On November 5, 1942, Bretholz was deported on convoy 42 with 1000 others headed for Auschwitz. With his friend Manfred Silberwasser he escaped through the window and leaped off the train. Staying with two priests on subsequent nights, he and Manfred were given train tickets to Paris with a new set of false identification papers, this time under the name Marcel Dumont. Upon crossing into the Southern region (Vichy France), he was arrested again for abandoning his assigned residence. He spent nine months in prison, one month of which was in solitary confinement for having escaped for two days. He was released in September 1943. He was then sent to Septfonds forced labor camp for one month.

In October 1943 he was taken with thirteen other men to the Toulouse train station en route to the Atlantic coast to build fortifications. At this layover he spent hours to bend the bars, then climbed out of the train window and escaped into the city of Toulouse. In Toulouse his friend Manfred sent a third set of false papers, this time under the name Max Henri Lefevre. Bretholz joined the Jewish Resistance Group Compagnons De France, known as “La Sixieme” so he could travel freely throughout France. He was assigned to Limoges, a city in south-central France. On May 8, 1944, his hernia ruptured and he collapsed on a Limoges park bench and was sent by a passerby to a hospital, where he had surgery. He spent seventeen days in the hospital then returned for his dressings to be changed. He rejoined the underground movement and remained in Limoges until departing on a ship for New York on January 19, 1947.

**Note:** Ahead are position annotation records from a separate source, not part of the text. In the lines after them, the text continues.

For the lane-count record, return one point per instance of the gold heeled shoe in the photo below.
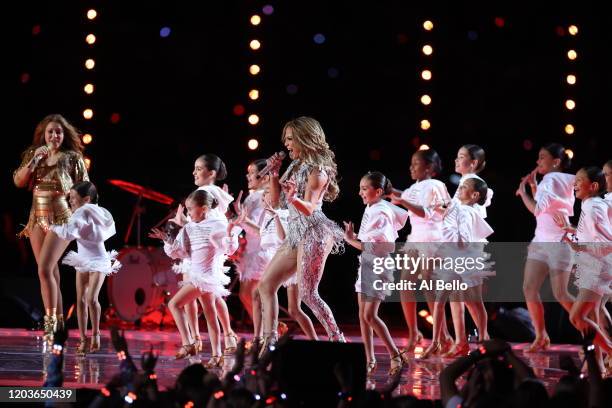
(82, 346)
(214, 362)
(337, 337)
(282, 328)
(231, 343)
(541, 344)
(198, 344)
(269, 340)
(398, 358)
(446, 345)
(49, 327)
(371, 368)
(433, 349)
(95, 343)
(458, 350)
(186, 350)
(412, 344)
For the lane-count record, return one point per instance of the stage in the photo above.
(22, 361)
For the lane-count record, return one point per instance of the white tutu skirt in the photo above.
(593, 273)
(473, 276)
(252, 265)
(365, 283)
(208, 282)
(291, 281)
(104, 264)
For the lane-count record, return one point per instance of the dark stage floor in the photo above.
(22, 362)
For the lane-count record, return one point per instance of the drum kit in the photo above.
(146, 280)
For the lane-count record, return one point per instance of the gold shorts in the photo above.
(47, 209)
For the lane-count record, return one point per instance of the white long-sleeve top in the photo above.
(253, 205)
(481, 208)
(595, 225)
(554, 195)
(381, 222)
(464, 223)
(428, 194)
(223, 199)
(90, 225)
(270, 240)
(207, 245)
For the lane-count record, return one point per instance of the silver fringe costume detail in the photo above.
(311, 236)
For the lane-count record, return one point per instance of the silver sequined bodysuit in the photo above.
(311, 235)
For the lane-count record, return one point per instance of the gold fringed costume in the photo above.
(50, 186)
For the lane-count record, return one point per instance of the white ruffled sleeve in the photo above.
(226, 244)
(72, 229)
(432, 197)
(179, 248)
(602, 236)
(549, 198)
(380, 235)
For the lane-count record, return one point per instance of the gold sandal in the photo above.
(95, 343)
(433, 349)
(538, 345)
(231, 346)
(186, 350)
(269, 340)
(371, 368)
(458, 350)
(214, 362)
(337, 337)
(393, 371)
(82, 346)
(198, 344)
(49, 327)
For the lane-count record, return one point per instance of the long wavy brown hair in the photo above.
(72, 137)
(309, 136)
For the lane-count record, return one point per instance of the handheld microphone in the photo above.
(39, 157)
(268, 167)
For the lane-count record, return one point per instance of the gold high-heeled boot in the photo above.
(49, 327)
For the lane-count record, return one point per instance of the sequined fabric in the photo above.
(314, 236)
(316, 228)
(50, 186)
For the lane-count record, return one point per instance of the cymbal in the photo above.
(143, 192)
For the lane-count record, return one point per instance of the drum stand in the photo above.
(136, 213)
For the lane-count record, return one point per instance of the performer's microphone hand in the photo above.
(273, 163)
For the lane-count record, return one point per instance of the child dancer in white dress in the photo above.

He moved in with his aunt and uncle in Baltimore, Maryland on January 29 and immediately sought work as a handyman. He worked in textiles, traveling around the Mid-Atlantic. He moved into his own apartment with his friend Freddie. He met his wife Florine Cohen Bretholz in November 1951, they married in July 1952. Bretholz had his first child, Myron, in 1955 and later had two daughters, named Denise and Edie. He received death notifications of his two sisters and mother in 1962, they had been deported to Auschwitz in April 1942, after which he had not heard from them. It was at this point he began to speak publicly about his experiences during the war.

In 1968 he went into the retail book business. He lived in the Netherlands with his family for two years. He co-wrote an autobiography, Leap into Darkness, with Michael Oleskar. He appeared in the documentary film Survivors Among Us.

Until his death in 2014, he lived in Pikesville, Maryland, and was a regular speaker at a range of venues, including the annual Holocaust Remembrance Project, and a number of schools.

Fight for SNCF Reparations

Prior to his death, Leo Bretholz fought for reparations from SNCF, the French rail company that transported Jews to Nazi concentration and death camps. When the class action lawsuit refused to be heard by the Supreme Court, the lower court ruling that the case was outside US jurisdiction stood and the case died. When his home state of Maryland proposed a high speed rail line, he testified in the state legislature against permitting SNCF to bid on the project.